The use of a single material, the tape, and a single profile throughout the entire structure provide both structural stiffnesses in the branches and flexible, adaptable, and multifunctional nodes, making the spatial configuration transformable but stiff in all positions. The tapes can be disassembled, compacted, and then reassembled in a new location without loss of material, which offers both an extended life cycle of the material and the option of always new site- and space-specific bespoke configurations. Compared to the structure, the compacted tapes occupy extremely small volumes and therefore they can be easily stored before being transferred to new sites. The spatial development of the structure, as shown in Figure 10, includes 4 nodes and 13 branches, which are based on the system of bunding and branching.

The Algorithm feeding emergent architecture with technical information

Accordingly, the reactive system was developed in order to allow designing spaces where the structures can grow according to the implemented principles by dealing with the freedoms and limitations of provided boundary conditions actively. That is the design is flexible and the structure can actively adapt its form in a process of growing by multiplying and keep branching off in interaction with its environment. The process and the design can also be limited by predefined surfaces and volumes which can be also at the same time attractor point. The final form is flexible as well as tailor-made based on the defined parameters. Accordingly, there is no randomness in the code, and all the structural properties including angles and length consequently the direction of growth are derived from a real-time interaction of the structure with its environment. Therefore, the generated speculative structure is somewhere between a mathematical fractal tree and the result of interaction with design conditions and environmental stimuli categorized into allowed, not-allowed, and target objectives, illustrated in Figure 11. In developing the diagram of stimuli, the categorized stimuli are used to employ the architectural design objectives and hypothetical conditions. As a result, the diagrams are utilized as input for the algorithm in order to generate a tailor-made outcome.
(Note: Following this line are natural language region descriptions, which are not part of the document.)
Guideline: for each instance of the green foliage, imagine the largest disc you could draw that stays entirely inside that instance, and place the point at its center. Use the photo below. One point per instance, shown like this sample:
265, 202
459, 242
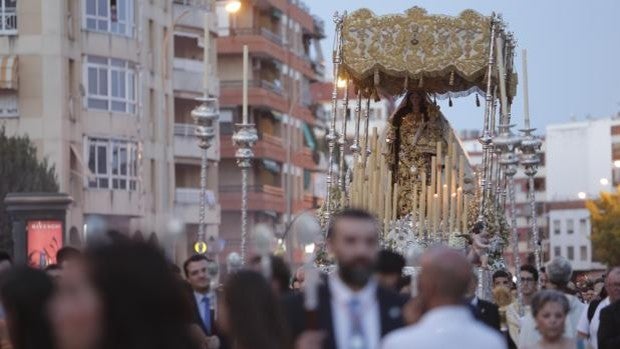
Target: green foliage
605, 216
20, 172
The proposed designs are developed across different architectural scales, including an indoor pavilion emerging between walls and roofs, and a bridge whose structure is grown to support its span. The diagrams of stimuli used to generate the speculative designs are illustrated in Figure 12 and Figure 13, with the results of the designs being shown consequently.

The speculative design of floating habitable spaces: a snapshot

The “growth” of the structure was initiated by positioning four points adjacent to four trees, similar to seeds. With “growth” we mean the implementation of above-mentioned technical possibilities and restrictions, which lead to the formation of spatial, polyhedral configurations. Such possibilities and limitations include the bundling and branching of beam elements, possible nodes, and branching angles in space, the maximum standout before a conjunction with another cantilevering branch is necessary and so on. The diagram stimuli indicating the “allowed” and “not allowed” spaces and surfaces are shown in Figure 16. As designers, we define allowed spaces that limit the structure to grow.